On Sat, 4 Jan 2003, Sunder wrote:
Not in any 1U system that I know of unless you mean multiple racks.
It doesn't matter. While NSA builds their own hardware, you can as well think in terms of vanilla Dells.
The biggest ATA drives I see on the market today are 200GB. Most 1U systems won't hold more than two of these. That's nowhere near 1TB!
Dell 1U have three drive bays. Whether it's 200 GB, or 300 GByte or TByte apiece (such drives exist) or how many U they occupy it doesn't matter, as this is an order of magnitude estimate.
Also you're forgetting about doing backups; and I don't know about you,
I would not do backups for raw signint data. (If I would have to do backups I'd use RAID at disk or mirrored servers). I would do backups for targeted and destilled data, which is a tiny fraction of the entire sea of nodes.
but I get a fuckload more email than 1K/day. Granted, averaged out over
The point is not how much you're getting (personal mail, mailing lists are redundant, so is spam -- NSA could offer the best spam filtering sources ever), the point how much people are _writing_. On the average.
the entire population of the earth - what over 99% of don't even have email, it may well be 1k/day/person.
Further, you'd want more than one GigE port on these machines just so as to deal with the traffic.
Off-shelf Dells come with twin GBit Ethernet ports. You can throw in other interconnects which scale better. The traffic is not that high, if you remember that you can hold entire's day email traffic in your hand.
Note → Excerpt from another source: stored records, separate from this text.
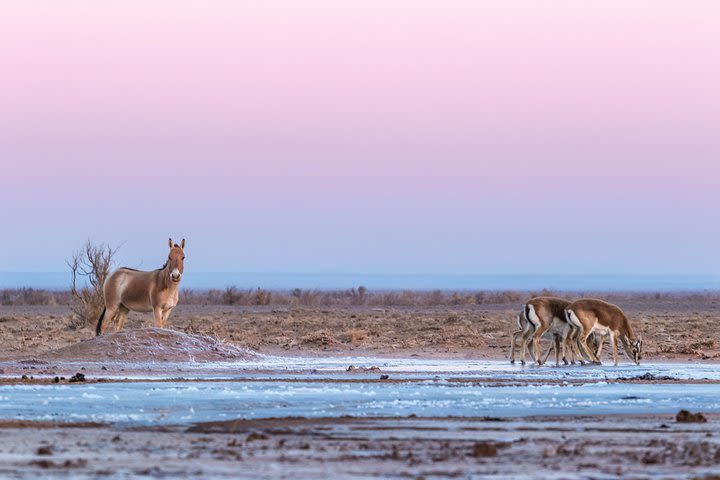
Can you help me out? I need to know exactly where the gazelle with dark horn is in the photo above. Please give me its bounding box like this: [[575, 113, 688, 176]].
[[520, 297, 572, 365], [565, 298, 642, 366]]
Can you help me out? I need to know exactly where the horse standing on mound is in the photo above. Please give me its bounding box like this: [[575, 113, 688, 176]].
[[95, 238, 185, 335]]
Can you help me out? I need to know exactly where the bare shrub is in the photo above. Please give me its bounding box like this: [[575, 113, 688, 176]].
[[253, 287, 272, 305], [222, 287, 243, 305], [67, 240, 118, 328]]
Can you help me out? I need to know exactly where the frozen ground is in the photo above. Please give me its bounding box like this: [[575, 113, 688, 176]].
[[0, 357, 720, 425]]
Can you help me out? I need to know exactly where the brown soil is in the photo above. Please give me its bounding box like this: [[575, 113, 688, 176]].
[[0, 294, 720, 361], [42, 328, 256, 362], [0, 415, 720, 479]]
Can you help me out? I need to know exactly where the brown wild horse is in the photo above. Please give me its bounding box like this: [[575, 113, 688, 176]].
[[95, 238, 185, 335]]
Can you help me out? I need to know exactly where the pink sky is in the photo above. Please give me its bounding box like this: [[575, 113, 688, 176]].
[[0, 0, 720, 273]]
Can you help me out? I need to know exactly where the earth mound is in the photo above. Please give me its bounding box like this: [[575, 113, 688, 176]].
[[43, 328, 258, 362]]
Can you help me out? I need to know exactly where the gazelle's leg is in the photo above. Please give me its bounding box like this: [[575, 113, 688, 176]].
[[520, 329, 533, 365], [562, 325, 572, 365], [520, 324, 535, 365], [610, 330, 618, 367], [595, 334, 605, 360], [543, 341, 555, 363], [510, 330, 522, 363], [115, 305, 130, 332], [580, 332, 600, 363], [533, 325, 548, 365]]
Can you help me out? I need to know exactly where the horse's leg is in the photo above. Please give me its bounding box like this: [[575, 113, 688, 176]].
[[100, 305, 118, 335], [163, 308, 172, 328], [115, 305, 130, 332], [153, 307, 163, 328]]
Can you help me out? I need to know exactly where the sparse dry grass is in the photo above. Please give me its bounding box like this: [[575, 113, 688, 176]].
[[0, 291, 720, 359]]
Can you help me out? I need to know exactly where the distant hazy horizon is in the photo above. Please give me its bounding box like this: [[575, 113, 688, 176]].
[[0, 0, 720, 278], [0, 272, 720, 292]]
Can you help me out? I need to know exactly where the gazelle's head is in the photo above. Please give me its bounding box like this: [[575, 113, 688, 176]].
[[630, 338, 642, 365]]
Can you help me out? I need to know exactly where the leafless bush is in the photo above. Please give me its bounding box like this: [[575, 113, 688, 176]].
[[67, 240, 118, 328], [0, 288, 70, 305]]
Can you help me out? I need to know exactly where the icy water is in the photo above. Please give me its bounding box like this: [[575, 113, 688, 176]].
[[0, 357, 720, 425]]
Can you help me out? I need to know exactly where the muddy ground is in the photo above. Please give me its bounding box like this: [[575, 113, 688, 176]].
[[0, 415, 720, 479], [0, 294, 720, 361], [0, 295, 720, 480]]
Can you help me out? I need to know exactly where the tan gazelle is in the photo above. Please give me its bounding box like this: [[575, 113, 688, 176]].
[[565, 298, 642, 366], [520, 297, 572, 365]]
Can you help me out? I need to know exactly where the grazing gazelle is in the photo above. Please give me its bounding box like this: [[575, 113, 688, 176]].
[[95, 238, 185, 335], [510, 308, 535, 365], [565, 298, 642, 366], [521, 297, 572, 365]]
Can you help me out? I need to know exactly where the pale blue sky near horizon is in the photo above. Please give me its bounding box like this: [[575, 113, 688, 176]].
[[0, 0, 720, 286]]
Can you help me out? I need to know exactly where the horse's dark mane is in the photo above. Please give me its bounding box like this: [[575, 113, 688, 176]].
[[120, 262, 167, 272]]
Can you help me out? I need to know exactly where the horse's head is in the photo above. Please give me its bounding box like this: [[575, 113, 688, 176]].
[[167, 238, 185, 282]]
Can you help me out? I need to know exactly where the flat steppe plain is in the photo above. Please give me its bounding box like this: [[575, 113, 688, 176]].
[[0, 294, 720, 479], [0, 294, 720, 361]]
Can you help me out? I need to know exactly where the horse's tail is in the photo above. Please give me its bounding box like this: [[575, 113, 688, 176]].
[[95, 307, 107, 336]]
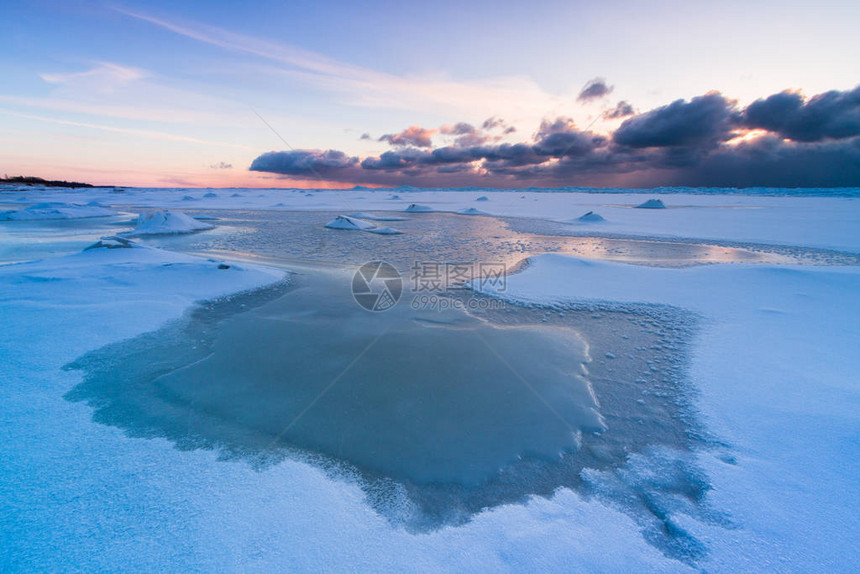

And you'll need lots of cage monkeys to run around replacing failed disks. Do the math if the MTBF of one disk is 10,000 hours, what is the MTBF of say 2 spindles (disks) per machines multiplied by 10000 machines? One failure every 5 hours? Hell, that's even assuming MTBF is that high!
How much cage monkeys do you need to deal with a hardware failures in a 10 kNode installation which happens a few time in a workday? One. Two, if you want to deal with the failure immediately. You should look at personnel requirements and failure rate for COTS clusters in academic environments.
Have you see: http://www17.tomshardware.com/column/200210141/index.html ?
You're probably also discounting the sheer amount of bandwidth required to copy all that data, route it to each of those thousands of 1U nodes, and
Email and fax and telex are easy. Voice might be tight. Dunno about videoteleconferencing, not many people are doing it yet.
then analyze it near real time and provide the ability to search through the results. Oh, You'd need several such centers since the worlds data flows aren't centralized.
The system I mentioned was an illustration that you can process entire world's traffic in a single, not very large hall. On a very unremarkable budget. Yes, you can centralize the world's traffic (a TBit/s fiber link can feed one kilonode), but you don't have to. You can just switch the individual clusters into a grid with dedicated fiber lines, and treat it like a whole. It's just a database, after all.
I wonder what the specs are for those nice Echelon centers already in existence.... Likely they're very different from what you propose.
I have no idea what the specs are. All I'm saying that it can be done, now. The capabilities grow a lot faster than the number of subjects to survey, though threshold countries coming online (see DSL numbers for Chinese users) will result in a sudden surge of growth. After the world has saturated new growth will only come from intermachine traffic and new forms of communication (broadband video feeds). One would hope that by then the bulk of that traffic is encrypted, making gathering data largely an exercise in futility.